The British couple held hostage by Somali pirates for more than a year are planning to continue their sailing adventures. Rachel and Paul Chandler said they had the support of family and friends who raised half a million pounds of ransom money for them.
They will set sail on their original yacht Lynn Rival in the next few weeks heading to Morocco, the Canaries and South America – but steering clear of pirate waters.
The Chandlers offered to repay the ransom money, but were told there was no need.
“They flatly refused. To us they’re the unsung heroes. Their lives were turned upside down too, but all the focus has been on us,” Rachel said.
They were kidnapped in October 2009 and held separately for more than a year. Mr Chandler said those around them had been “wonderful”.
“They want us to get our lives back, and life for us at the moment is travelling and sailing,” he told BBC Radio Five Live. “I think they are relaxed about it, I don’t think they would be very positive if we were to be captured again, but we had bad luck, we were in the wrong place at the wrong time, and the chances of it happening again are incredibly small.”
“Some friends think we’re mad and our family are apprehensive, but sailing is our life,” Rachel said. However, she continued, “From day one our close family and friends were very keen that we should get back to normal, they were very worried that would be permanently scarred by what had happened to us, and I think it was reassuring to them that, having found out that we had our boat back, that the Navy had brought our boat back for us, for them to know that we did actually want to restore it, and get back to cruising to get our lives back again, was reassuring to them.”

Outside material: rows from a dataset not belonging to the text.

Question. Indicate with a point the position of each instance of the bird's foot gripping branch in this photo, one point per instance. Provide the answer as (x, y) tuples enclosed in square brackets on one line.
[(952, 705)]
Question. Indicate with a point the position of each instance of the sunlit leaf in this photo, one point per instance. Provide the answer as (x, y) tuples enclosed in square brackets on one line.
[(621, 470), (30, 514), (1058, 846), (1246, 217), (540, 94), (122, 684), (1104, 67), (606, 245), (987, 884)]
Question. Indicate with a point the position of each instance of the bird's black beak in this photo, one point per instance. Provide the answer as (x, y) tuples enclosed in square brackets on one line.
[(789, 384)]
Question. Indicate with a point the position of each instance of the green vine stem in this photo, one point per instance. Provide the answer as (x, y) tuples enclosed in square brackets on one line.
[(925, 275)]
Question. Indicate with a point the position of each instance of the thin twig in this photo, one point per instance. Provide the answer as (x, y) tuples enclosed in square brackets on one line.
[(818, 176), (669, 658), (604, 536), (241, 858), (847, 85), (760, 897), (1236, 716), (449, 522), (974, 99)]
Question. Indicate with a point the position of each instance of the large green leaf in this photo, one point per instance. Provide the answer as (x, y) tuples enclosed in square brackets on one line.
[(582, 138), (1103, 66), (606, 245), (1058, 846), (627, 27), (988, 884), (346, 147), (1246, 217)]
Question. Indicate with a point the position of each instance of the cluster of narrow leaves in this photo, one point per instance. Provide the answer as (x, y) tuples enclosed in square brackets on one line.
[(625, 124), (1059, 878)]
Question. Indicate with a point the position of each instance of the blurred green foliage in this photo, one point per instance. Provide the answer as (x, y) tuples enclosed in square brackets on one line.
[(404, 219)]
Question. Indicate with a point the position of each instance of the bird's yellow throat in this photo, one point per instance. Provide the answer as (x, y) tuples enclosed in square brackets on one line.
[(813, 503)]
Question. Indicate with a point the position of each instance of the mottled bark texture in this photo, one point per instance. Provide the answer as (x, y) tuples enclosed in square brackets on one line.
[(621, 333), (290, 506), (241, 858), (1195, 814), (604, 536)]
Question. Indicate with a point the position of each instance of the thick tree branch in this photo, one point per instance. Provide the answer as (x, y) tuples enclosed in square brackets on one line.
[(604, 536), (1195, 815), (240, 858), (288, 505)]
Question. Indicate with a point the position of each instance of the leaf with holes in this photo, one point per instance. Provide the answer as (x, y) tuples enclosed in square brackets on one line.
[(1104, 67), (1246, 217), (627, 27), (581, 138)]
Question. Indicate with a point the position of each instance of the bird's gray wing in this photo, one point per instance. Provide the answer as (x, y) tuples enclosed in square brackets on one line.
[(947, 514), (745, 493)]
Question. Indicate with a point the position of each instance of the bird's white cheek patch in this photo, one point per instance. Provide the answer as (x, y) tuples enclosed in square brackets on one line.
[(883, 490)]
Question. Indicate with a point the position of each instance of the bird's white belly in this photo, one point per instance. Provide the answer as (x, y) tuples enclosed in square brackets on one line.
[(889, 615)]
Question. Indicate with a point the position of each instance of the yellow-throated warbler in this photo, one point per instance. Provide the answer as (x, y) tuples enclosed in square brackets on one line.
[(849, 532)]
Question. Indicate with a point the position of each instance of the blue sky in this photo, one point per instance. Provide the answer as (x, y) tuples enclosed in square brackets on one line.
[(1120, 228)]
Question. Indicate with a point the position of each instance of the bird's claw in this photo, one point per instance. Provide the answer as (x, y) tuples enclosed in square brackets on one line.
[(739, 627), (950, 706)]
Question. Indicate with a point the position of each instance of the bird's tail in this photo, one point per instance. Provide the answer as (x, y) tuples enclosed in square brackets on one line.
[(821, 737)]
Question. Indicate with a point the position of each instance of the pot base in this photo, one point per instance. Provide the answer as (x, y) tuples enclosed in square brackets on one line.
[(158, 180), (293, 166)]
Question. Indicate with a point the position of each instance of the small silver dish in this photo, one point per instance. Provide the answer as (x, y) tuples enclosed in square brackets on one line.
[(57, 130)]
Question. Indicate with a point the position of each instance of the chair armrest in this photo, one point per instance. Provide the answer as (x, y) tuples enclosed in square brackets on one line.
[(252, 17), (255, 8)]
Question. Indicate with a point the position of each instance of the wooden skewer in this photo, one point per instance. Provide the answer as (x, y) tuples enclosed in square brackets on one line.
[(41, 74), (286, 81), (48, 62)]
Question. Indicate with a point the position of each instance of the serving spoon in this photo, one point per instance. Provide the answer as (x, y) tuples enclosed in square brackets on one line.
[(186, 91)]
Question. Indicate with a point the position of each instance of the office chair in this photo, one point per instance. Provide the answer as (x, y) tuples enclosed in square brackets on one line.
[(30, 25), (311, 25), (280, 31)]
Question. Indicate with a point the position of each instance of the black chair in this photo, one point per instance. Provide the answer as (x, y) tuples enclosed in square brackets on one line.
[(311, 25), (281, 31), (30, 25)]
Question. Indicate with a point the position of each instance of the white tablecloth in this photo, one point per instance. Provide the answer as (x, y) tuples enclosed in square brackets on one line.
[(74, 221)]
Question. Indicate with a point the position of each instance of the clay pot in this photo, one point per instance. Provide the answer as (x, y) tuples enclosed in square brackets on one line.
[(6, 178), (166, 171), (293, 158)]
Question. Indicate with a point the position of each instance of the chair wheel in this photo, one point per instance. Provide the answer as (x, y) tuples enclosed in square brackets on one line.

“More than anything we just want to be able to get on with living. We don’t want to be defined as former hostages for the rest of our lives.”
“It’s still our dream to spend our retirement sailing and we won’t let that dream be taken away.”
The couple spent 388 days in captivity after armed raiders boarded their 38ft yacht, Lynn Rival, as they sailed from the Seychelles to Tanzania in notoriously dangerous waters.
The retired pair, from Tunbridge Wells in Kent, were released in November 2010 after the ransom was paid.